Most U.S. Coast Guard operations are suspended, and that’s holding up commercial boat and permit sales as well as some construction of passenger vessels.

“We’re really just coming into the busy season,” Doug Bowen, a broker for Alaska Boats and Permits in Homer, said. “The next few months will be the busiest time of the year for us.”

Bowen facilitates the sales of all types of boats, but commercial fishing vessels are his bread and butter.

However, fishermen trying to buy or sell those vessels are hitting the same wall.

“The shutdown is affecting us because we work every day with the United States Coast Guard re-documenting vessels,” Bowen explained. “When a title transfers from a seller to a buyer, all of that is recorded with the Coast Guard back in Falling Waters, West Virginia. They’re closed, so none of that recording goes on.”

Coast Guard registration is much like an automobile title. It details not only who owns the boat, but if there are any loans taken out on the vessel. Most commercial fishing vessels are required to be federally registered.

That means the boats Bowen sells can’t officially change hands during the shutdown. Sales that weren’t complete before the shutdown began are on hold as well.

“There’s several deals like that that we’re in the middle of,” Bowen added. “Needless to say, if you’re waiting for a couple or several hundred thousand dollars, you’re not happy about the delay, and there’s really nothing we can do about it.”

Commercial fishing permit sales are also affected. They can cost thousands of dollars, and fishermen commonly put their boats up as collateral on loans to finance them.

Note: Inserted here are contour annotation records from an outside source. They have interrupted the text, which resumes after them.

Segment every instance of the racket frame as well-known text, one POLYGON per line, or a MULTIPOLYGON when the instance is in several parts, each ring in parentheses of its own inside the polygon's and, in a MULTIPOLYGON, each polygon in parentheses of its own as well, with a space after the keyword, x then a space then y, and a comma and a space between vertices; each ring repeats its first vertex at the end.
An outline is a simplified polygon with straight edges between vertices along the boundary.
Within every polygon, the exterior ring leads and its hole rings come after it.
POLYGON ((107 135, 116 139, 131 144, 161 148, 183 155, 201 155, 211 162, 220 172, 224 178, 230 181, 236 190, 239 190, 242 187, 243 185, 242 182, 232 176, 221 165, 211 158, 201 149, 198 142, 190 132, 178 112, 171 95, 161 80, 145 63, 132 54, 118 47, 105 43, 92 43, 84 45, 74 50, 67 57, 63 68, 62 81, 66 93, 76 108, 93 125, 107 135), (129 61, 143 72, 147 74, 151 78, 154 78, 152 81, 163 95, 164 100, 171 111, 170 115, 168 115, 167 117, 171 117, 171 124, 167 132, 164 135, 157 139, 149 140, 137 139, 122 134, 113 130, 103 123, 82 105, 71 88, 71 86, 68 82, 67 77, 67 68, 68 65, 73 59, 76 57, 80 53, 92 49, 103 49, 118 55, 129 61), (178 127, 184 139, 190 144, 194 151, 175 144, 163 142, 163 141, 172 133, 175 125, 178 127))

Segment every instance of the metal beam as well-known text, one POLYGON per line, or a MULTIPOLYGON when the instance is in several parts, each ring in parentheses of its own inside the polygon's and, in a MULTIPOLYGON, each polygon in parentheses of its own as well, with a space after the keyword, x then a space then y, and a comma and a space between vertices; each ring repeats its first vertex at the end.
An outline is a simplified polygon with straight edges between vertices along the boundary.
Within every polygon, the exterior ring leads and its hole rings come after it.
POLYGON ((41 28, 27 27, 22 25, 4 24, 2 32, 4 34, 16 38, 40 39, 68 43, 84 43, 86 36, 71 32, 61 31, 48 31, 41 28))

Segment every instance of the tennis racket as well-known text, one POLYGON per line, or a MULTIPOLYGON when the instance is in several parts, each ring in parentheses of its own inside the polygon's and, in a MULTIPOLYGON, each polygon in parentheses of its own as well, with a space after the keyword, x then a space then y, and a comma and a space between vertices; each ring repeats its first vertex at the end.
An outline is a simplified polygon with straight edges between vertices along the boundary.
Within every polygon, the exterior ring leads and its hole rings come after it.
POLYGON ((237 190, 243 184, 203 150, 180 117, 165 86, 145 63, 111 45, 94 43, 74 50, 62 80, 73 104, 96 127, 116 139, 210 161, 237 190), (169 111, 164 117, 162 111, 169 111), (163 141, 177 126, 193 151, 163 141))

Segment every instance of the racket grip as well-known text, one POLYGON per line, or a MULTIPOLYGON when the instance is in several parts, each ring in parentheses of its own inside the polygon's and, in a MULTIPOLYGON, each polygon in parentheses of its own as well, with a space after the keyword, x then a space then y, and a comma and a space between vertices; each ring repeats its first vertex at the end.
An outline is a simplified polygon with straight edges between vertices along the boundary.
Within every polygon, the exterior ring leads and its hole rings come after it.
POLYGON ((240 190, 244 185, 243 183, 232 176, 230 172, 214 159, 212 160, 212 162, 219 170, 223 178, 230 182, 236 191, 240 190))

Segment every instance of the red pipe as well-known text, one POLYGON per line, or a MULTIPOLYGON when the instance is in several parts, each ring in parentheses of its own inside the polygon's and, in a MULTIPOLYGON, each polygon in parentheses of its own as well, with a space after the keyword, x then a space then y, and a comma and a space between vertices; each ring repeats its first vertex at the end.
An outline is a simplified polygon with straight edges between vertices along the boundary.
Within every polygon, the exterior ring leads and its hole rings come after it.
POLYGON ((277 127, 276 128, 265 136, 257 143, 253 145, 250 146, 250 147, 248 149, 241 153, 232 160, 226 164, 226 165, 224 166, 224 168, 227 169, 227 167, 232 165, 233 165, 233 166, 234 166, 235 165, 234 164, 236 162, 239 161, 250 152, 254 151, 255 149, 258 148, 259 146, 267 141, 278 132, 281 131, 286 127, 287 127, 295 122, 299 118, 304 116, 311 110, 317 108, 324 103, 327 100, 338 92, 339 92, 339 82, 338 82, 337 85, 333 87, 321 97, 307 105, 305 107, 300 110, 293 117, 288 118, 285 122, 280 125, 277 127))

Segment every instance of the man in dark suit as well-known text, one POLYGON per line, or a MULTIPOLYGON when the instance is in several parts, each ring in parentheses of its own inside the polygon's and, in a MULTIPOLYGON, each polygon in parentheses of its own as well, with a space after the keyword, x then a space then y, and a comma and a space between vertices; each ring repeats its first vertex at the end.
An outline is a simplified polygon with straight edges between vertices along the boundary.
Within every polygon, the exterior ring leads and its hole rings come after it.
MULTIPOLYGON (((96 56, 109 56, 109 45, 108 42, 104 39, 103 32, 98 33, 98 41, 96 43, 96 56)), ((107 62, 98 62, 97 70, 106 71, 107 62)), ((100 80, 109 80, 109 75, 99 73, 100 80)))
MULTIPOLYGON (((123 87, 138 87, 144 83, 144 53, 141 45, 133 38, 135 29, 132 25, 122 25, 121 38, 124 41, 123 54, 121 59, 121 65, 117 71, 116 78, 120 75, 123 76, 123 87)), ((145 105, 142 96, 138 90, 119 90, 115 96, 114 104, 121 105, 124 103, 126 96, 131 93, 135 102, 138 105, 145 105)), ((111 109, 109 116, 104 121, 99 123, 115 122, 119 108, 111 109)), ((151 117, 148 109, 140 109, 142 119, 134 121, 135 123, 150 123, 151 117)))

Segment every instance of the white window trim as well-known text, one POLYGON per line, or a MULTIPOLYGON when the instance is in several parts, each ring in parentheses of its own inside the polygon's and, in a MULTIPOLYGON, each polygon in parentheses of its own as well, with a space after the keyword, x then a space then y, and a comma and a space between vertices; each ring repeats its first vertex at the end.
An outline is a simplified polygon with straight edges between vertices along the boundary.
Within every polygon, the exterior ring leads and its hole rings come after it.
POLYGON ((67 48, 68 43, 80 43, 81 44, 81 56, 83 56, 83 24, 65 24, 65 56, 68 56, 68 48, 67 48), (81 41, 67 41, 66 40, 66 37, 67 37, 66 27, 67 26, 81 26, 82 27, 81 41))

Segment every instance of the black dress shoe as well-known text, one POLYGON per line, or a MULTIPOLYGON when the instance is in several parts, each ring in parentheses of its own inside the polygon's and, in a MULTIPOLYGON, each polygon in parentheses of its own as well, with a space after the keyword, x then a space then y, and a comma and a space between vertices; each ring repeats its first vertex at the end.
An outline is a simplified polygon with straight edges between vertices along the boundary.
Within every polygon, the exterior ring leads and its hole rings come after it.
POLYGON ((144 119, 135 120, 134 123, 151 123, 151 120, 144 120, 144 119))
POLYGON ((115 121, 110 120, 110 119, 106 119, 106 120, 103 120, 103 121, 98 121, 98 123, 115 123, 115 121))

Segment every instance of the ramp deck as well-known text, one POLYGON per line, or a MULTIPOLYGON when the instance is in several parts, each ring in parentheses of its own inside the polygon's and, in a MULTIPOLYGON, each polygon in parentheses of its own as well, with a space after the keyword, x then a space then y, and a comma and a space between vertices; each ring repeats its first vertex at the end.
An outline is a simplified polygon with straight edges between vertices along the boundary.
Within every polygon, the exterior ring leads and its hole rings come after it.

It’s also common on loans used for major repairs to vessels.

But without a recent copy of a boat’s federal registration, private and state lenders often won’t move forward.

Figuratively speaking, that’s the boat Homer-based fisherman Larry Reutov finds himself in. Reutov hoped to use his vessel to secure a loan for new engines he needs by the March fishing season.

“I’m just waiting probably another week or two, and then if not, I’ll have to come up with something else,” Reutov said, “because the Coast Guard are closed and can’t do nothing with the boat.”

He’s considering putting his house up for collateral, but he’ll need to decide soon — the work will take more than six weeks to complete.

Boat builders are also feeling the pain of the shutdown. Passenger vessels such as large fishing charters and ferries are required to be inspected by the Coast Guard from the planning phase of construction to the day vessel touches the water.

Eric Sloth’s shop in Homer is filled with a mold for a 37-foot power catamaran.

“It will be a work boat that we hope to be certified by the Coast Guard, so probably a passenger vessel,” Sloth said. “We are prepared to submit plans, and we won’t be going any farther until we get approval.”

Sloth said the boat isn’t due to be complete until the spring of 2020, but every week the shutdown lasts is another week he can’t start the long process toward the finish line.

“The way the community works with the Coast Guard is really good, and I think things run pretty smoothly apart from politics,” he said. “I’d like to see it all get going again.”

That may just happen in some respects. Alaska Sen. Dan Sullivan supported a bill Tuesday that would provide pay for active duty Coast Guard members and payments to its retirees.

Correction: A previous version of this story mischaracterized the bill supported by Sen. Dan Sullivan, as well as his role in the bill’s promotion.